Observability — Platform Operator Guide
Audience: Cluster operators and platform engineers
Scope: Day-2 operations for the shared observability stack
Related internal doc: docs/internal/observability-architecture.md (implementation detail)
1. Overview
The platform ships a shared, multi-tenant observability stack covering metrics, logs, and alerting for all Kube-DC Organizations on a cluster. The key properties from an operator perspective:
- Single deployment, full tenant isolation. One Grafana, one Mimir (metrics), one Loki (logs), one Alertmanager — all multi-tenant. Each Kube-DC Organization sees only its own data.
- Namespace = tenant. Every Kubernetes namespace is automatically a metrics and logs tenant. No registration, no mapping table. A new Project namespace begins appearing in its Organization's dashboards within a few minutes of creation.
- GitOps managed. All configuration (component versions, dashboards, alert rules,
capacity limits) lives in
kube-dc-fleet. Apply changes by committing and letting Flux reconcile. - Tenant isolation is automatic. When
kube-dc-managerreconciles an Organization, it provisions that Org's Grafana workspace with the correct scope. Operators do not need to configure per-tenant anything — it is managed by the controller.
1.1 Component overview
| Component | Role |
|---|---|
| Mimir | Multi-tenant time-series store. Metrics are stored per namespace-tenant and queryable with cross-namespace federation for Org admins. |
| Loki | Multi-tenant log store. Pod logs from every node are automatically routed to the correct tenant. |
| Alertmanager (Mimir's) | Multi-tenant alerting. Each Org manages its own alert routes via the Grafana UI. |
| Grafana | Single deployment with one Grafana Organization per Kube-DC Org. Platform admins log in via SSO; tenant users via the kube-dc console. |
| kube-prometheus-stack | Prometheus hot tier (365 d local retention) plus all cluster-level alerting rules and Grafana deployment. |
| Alloy | Agent DaemonSet (logs) and Deployment (metrics scraper). Runs on every node. |
1.2 Fleet repo layout
All observability configuration lives under kube-dc-fleet:
platform/monitoring/
mimir/ # Mimir HelmRelease + values
loki/ # Loki HelmRelease + values
prom-operator/ # kube-prom-stack HelmRelease (Grafana + Prometheus + Alertmanager)

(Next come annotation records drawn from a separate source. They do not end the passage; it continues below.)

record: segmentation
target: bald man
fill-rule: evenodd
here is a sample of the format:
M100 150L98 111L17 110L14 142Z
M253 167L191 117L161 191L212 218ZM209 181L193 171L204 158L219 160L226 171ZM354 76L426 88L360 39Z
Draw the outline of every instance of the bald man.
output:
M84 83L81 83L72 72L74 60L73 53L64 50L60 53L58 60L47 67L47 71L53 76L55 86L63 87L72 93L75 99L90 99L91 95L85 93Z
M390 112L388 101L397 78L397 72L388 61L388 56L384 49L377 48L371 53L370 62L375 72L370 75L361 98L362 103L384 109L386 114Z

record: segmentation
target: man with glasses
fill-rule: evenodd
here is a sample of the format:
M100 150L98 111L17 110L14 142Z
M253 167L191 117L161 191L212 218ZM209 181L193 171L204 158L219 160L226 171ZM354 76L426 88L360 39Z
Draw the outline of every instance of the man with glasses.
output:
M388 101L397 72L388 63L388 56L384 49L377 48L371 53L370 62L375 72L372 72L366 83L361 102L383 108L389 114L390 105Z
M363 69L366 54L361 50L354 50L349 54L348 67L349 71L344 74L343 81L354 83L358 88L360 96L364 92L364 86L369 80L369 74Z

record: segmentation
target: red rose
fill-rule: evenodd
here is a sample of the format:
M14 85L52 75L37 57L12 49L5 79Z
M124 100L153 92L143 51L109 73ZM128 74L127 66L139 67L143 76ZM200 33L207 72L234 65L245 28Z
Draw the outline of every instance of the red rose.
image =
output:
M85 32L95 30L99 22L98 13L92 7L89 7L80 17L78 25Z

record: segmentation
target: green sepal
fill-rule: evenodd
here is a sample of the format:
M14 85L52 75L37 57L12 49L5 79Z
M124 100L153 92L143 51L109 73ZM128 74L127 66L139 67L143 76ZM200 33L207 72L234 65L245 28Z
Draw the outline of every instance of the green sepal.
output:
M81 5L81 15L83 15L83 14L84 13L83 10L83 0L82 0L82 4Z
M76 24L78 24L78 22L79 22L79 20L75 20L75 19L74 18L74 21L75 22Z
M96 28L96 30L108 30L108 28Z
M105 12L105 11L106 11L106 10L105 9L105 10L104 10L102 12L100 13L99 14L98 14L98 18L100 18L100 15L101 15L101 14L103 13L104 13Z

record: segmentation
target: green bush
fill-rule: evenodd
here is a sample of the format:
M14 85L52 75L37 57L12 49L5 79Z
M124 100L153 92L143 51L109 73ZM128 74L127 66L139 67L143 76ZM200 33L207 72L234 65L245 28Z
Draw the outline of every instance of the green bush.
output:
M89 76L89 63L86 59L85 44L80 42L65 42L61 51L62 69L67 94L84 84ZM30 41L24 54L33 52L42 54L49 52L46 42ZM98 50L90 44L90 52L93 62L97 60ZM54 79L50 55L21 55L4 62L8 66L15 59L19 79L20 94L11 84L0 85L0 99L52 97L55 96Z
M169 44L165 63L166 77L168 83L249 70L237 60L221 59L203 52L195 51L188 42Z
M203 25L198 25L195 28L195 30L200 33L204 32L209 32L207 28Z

alloy/ # Alloy DaemonSet (logs)
alloy-metrics/ # Alloy Deployment (metrics)
cortex-tenant/ # Metrics write-path proxy
grafana-pg/ # CNPG PostgreSQL backend for Grafana
observability-routes/ # Envoy Gateway HTTPRoutes + auth policies
routes/ # Grafana ingress HTTPRoute
dashboards/ # Platform dashboards (JSON + kustomize)
clusters/cloud/platform/
kustomization.yaml # Per-cluster overlay (grafana.ini, secrets)
2. Tenant model
2.1 How tenants map to data
| Identity | What it sees |
|---|---|
| Kube-DC Organization | All metrics and logs from all its project namespaces, federated into one view |
| Project namespace | Metrics and logs scoped to that namespace only |
system tenant | Platform infrastructure namespaces (monitoring, kube-system, etc.) — visible to platform admins only |
Tenant routing is automatic:
- Metrics: the
namespacelabel on every scraped series determines which tenant receives it. - Logs: pod log streams are tagged by namespace at collection time.
- System namespaces (
monitoring,kube-system,kube-dc,cnpg-system,kubevirt, etc.) are collapsed into thesystemtenant. User-created namespaces that happen to share a name with a system namespace cannot land in thesystemtenant — the system namespace list is an explicit allowlist, not a regex.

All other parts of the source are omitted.